Supported Frameworks
OWASP Top 10 for LLMs
The Open Worldwide Application Security Project's top 10 most critical vulnerabilities for LLM applications. Covers prompt injection, insecure output handling, training data poisoning, denial of service and more.
MITRE ATLAS
Adversarial Threat Landscape for AI Systems. A knowledge base of adversarial tactics and techniques specific to AI/ML systems, modelled after the MITRE ATT&CK framework.

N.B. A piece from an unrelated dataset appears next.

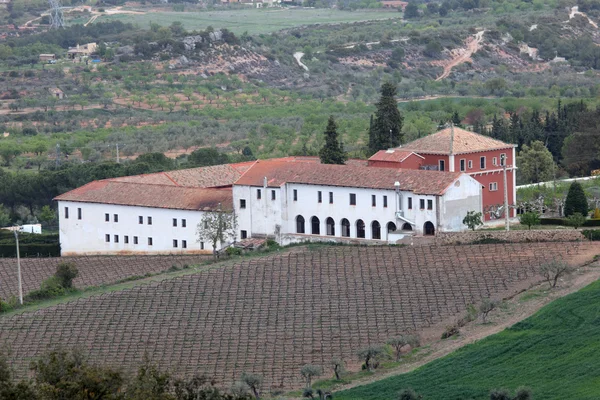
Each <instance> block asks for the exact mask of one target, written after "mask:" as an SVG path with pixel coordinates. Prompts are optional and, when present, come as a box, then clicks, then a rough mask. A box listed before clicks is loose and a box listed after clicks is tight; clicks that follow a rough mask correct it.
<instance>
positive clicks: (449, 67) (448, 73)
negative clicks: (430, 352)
mask: <svg viewBox="0 0 600 400" xmlns="http://www.w3.org/2000/svg"><path fill="white" fill-rule="evenodd" d="M484 33H485V30H483V31H479V32H477V33H476V34H475V36H474V37H472V38H469V39H467V43H466V44H467V47H466V48H465V49H458V50H455V52H456V53H457V55H456V56H455V57H454V58H453V59H452V60H451V61H450V62H449V63H448V64H447V65H446V66H445V67H444V72H443V73H442V75H440V76H438V77H437V78H436V81H441V80H442V79H445V78H447V77H448V76H449V75H450V72H452V68H454V67H456V66H457V65H460V64H462V63H464V62H467V61H471V56H472V55H473V54H474V53H476V52H477V51H478V50H479V48H480V45H481V42H482V41H483V34H484Z"/></svg>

NIST AI Risk Management Framework
The National Institute of Standards and Technology's framework for managing risks in AI systems. Addresses governance, mapping, measurement and management of AI risks.
ISO 42001
The international standard for AI Management Systems. Provides requirements for establishing, implementing and continually improving AI governance within organisations.
EU AI Act
The European Union's regulation on artificial intelligence. Establishes obligations for AI systems based on risk classification, with requirements for transparency, human oversight, accuracy and robustness.
Equality Act 2010
UK legislation protecting against discrimination. Relevant to AI bias testing, ensuring model outputs do not discriminate based on protected characteristics including race, gender, age, disability and religion.
How Mapping Works
When Probe Six generates remediation guidance for a finding, it includes a references section that maps the issue to specific codes and clauses within relevant frameworks. For example:
References:
- OWASP LLM Top 10: LLM01 — Prompt Injection
- MITRE ATLAS: AML.T0051 — LLM Prompt Injection
- NIST AI RMF: GV-1.1 — Legal and regulatory requirements
- ISO 42001: 6.1.2 — AI risk assessment
These references allow security teams and auditors to trace each finding back to the specific compliance requirement it addresses, providing the evidence trail needed for regulatory reporting and governance reviews.